![]() |
| Oleh Sugeng Gondrong |
ALIENASI sebagai gambaran tentang kondisi keterasingan individu terhadap alam,
masyarakat, dan dirinya sendiri, dimana tindakan manusia tidak berdasar pada
kebebasan otonomi individunya, melainkan pada kekuatan-kekuatan di luar dirinya. (Erich Fromm, 1955: 136-137)
Menurut Giddens
(2005) agama adalah media pengorganisasian bagi kepercayaan yang tidak sekedar
satu arah. Bukan hanya iman dan kekuatan religius yang menyediakan dukungan
yang secara takdir dapat dijadikan sandaran. Demikian juga para fungsionaris
keagamaan, yang terpenting adalah bahwa kepercayaan religius biasanya
menginjeksikan reliabilitas ke dalam pengalaman berbagai peristiwa dan situasi dan dari suatu kerangka
Agama juga disinonimkan dengan Religion berasal dari kata Latin “religio”,
berarti “tie-up” dalam bahasa Inggris, Religion dapat diartikan “having engaged
‘God’ atau ‘The Sacred Power’.
Secara umum di Indonesia, Agama dipahami sebagai sistem kepercayaan,
tingkah laku, nilai, pengalaman dan yang terinstitusionalisasi, diorientasikan kepada masalah spiritual/ritual
yang saling ditukarkan dalam sebuah komunitas dan diwariskan antar generasi
dalam tradisi.
Berangkat dari beberapa pemahaman diatas, dapat ditarik beberapa point
tentang pengertian agama bahwa agama adalah kodifikasi kepercayaan, praktik
ibadat, hukum etika, keanggotaan denominasi, eksternal dan memasukkan spiritualitas di dalamnya.

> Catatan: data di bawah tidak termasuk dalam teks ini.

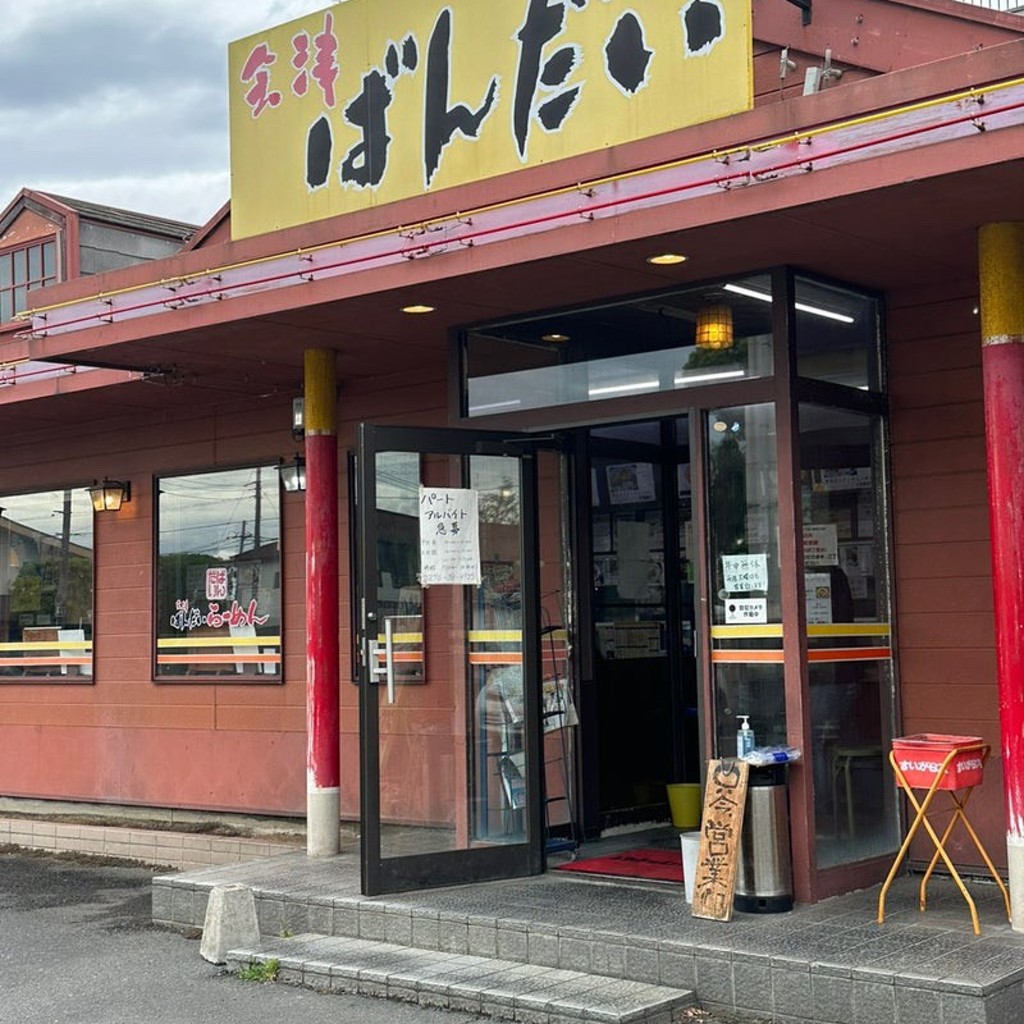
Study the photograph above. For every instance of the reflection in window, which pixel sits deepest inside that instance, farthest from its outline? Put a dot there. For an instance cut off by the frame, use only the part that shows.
(742, 517)
(665, 342)
(46, 586)
(218, 574)
(850, 672)
(399, 596)
(838, 335)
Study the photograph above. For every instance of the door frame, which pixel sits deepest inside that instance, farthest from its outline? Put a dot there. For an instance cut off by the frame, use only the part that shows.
(457, 866)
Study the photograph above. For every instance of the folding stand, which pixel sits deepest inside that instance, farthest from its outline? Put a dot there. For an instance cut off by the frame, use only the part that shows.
(958, 772)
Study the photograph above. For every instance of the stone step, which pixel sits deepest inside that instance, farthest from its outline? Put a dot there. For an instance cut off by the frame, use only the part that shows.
(500, 989)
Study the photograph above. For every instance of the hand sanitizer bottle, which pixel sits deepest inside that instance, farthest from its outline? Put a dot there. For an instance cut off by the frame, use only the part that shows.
(744, 736)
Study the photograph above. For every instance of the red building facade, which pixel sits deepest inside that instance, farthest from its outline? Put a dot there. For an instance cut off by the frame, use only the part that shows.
(679, 518)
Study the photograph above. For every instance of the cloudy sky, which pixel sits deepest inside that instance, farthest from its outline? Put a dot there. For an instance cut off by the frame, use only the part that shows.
(124, 101)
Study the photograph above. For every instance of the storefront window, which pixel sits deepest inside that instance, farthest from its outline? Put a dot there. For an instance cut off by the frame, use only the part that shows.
(46, 587)
(666, 342)
(218, 576)
(747, 630)
(838, 335)
(849, 634)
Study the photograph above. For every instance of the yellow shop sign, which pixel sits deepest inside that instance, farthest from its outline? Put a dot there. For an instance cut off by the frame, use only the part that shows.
(367, 102)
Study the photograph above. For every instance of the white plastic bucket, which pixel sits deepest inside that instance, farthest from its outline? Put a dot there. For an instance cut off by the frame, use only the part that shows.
(690, 844)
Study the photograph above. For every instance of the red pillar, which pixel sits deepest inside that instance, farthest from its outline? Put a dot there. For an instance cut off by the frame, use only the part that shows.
(1000, 249)
(323, 754)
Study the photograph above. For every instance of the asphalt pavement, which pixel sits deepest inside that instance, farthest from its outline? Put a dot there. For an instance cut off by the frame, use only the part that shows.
(78, 946)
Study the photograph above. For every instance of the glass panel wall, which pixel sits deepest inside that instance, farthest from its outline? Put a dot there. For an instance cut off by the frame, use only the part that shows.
(850, 667)
(665, 342)
(838, 335)
(497, 734)
(218, 576)
(744, 583)
(46, 587)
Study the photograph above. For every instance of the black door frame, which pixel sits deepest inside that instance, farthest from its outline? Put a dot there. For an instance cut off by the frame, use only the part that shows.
(458, 866)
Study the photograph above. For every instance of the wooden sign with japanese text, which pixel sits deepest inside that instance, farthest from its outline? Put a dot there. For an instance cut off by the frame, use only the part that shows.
(721, 829)
(367, 102)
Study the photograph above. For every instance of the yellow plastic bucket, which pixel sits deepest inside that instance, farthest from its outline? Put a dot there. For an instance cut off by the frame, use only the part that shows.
(684, 803)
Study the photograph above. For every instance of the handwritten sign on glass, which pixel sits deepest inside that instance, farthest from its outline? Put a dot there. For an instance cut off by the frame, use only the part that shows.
(450, 537)
(742, 573)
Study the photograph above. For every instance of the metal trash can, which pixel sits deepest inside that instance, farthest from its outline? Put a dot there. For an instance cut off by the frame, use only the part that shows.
(764, 868)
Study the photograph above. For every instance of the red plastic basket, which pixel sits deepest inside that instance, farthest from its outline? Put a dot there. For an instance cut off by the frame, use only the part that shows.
(920, 758)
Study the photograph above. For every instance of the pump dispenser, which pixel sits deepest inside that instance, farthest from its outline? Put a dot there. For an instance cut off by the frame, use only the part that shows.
(744, 736)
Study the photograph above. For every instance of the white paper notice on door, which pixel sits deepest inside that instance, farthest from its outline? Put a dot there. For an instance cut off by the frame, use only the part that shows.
(741, 573)
(450, 537)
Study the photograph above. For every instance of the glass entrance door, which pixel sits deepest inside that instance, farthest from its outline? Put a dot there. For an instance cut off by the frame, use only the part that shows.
(450, 652)
(644, 668)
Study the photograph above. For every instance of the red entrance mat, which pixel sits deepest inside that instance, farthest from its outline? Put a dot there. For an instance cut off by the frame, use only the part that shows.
(659, 865)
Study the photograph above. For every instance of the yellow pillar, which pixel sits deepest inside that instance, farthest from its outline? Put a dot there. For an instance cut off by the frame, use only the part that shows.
(1000, 261)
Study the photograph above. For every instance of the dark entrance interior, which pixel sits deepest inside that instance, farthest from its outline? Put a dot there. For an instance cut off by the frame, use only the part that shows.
(638, 685)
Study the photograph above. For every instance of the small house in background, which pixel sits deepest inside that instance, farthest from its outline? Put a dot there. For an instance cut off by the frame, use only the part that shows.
(46, 239)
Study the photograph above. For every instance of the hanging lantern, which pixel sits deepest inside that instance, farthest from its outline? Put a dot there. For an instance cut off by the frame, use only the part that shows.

Penegasan yang ingin ditekankan pada pemahaman keagamaan disini adalah
bahwa konsekwensi pemahaman keagaman yang kaku dan tidak bersifat scientific
justru akan memunculkan berbagai stigmatisasi negative terhadap peran penting
agama dalam relasi kemanusiaan sesuai mandat pekerjaan sosial.
Stigmatisasi tersebut berpandangan bahwa agama adalah dogmatism, rigidity
dan gender bias, excessive self-blaming, Fatalistik dan status quo serta dianggap tidak peduli dengan urusan kekinian di dunia.
Modernitas dan perkembangan zaman telah menghasilkan ilmu pengetahuan dan
teknologi canggih dengan berbagai dampak positif sekaligus negatif. Nilai
positif dapat terlihat apa yang dianggap ghaib dan tidak mungkin di masa silam
menjadi nyata dan fakta dimasa kini. Sedangkan ekses negativenya terlihat
ketika ilmu pengetahuan dan teknologi diper-Tuhan-kan.
Rasa ingin tahu manusia mendorongnya tidak segera puas pada satu penemuan
saja. Pertumbuhan bangun ilmu pengetahuan dan ideologipun terus menjamur,
selanjutnya tumbang dan berganti lagi dengan bangun keilmuan dan idelogi yang
baru.
Lingkaran ketidakpastian ini berlanjut atas dasar paradigma rasionalis –
empris disatu pihak dan alienasi terhadap agama pada pihak lain. Akibatnya
adalah manusia ditawan dan dibingungkan oleh hasil penemuan dan perilakunya
sendiri dengan lahirnya masalah baru yang lebih kompleks.
Dalam menghadapi kegundahan manusia era modern tingkat lanjut seperti
sekarang ini, pemahaman keagamaan perlu ditransformasikan sehingga dapat
memenuhi harapan esensial dari ajaran agama itu sendiri dalam menyumbangkan
sesuatu yang menyejukkan, menenteramkan dan bukan menjadi sumber keruwetan.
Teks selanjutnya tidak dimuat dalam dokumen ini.